St. Patrick’s Day always reminds me of New Year’s, especially when it falls on a weekend. All the amateur drinkers are out, in garb that would be considered racist on any other day, and drink themselves into oblivion, or as I call it, Saturday. Another close relative of St. Patrick’s Day is Cinco de Mayo. It’s not even an American holiday, but we never miss a chance to drink tequila and crappy Mexican beer. Why don’t we celebrate other nationalities the same way? If you were busy filling out your bracket this week, odds are you missed it.
Famous men in bracelets
What’s the latest trend in Hollywood? Getting arrested. This week, Russel Brand turned himself in to authorities after snatching and throwing a photographer’s iPhone. Never to be upstaged, George Clooney got himself arrested protesting outside the Sudanese Embassy in Washington, D.C. I’m just fine with Brand getting thrown in jail, but does anyone really think a jail cell can hold Clooney? No doubt this is part of a larger scheme, haven’t you seen the Ocean’s movies? You fools, he wants you to arrest him!
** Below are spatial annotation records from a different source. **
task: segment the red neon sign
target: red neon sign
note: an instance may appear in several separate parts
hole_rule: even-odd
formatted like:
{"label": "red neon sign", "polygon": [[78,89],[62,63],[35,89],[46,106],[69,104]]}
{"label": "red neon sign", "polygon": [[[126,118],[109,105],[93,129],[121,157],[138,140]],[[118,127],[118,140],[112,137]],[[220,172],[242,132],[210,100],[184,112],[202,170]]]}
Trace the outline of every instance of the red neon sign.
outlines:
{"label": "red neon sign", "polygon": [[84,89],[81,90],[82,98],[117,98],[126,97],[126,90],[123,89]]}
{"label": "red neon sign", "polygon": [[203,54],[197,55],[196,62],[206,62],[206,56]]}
But that’s what the Internet is for
Rick Santorum, defender of the faith and Republican presidential candidate, pledged this week to crack down on the distribution of hardcore pornography if he is elected president. Santorum said that pornography helps spread misogyny. He then talked about how mothers should be encouraged not to join the workforce and women should have a less-significant role in the military, while expressing his opposition to abortion and access to birth control.
Urban jungle
Scientists have discovered a new frog species living on Staten Island in New York. Previously, it had been believed that the amphibians were members of the leopard frog family, but a closer look made the experts reconsider their conclusion, and they now believe it’s a new species altogether living in the polluted New York waters. The first clue was that the frogs have three eyes and smoke Marlboro reds.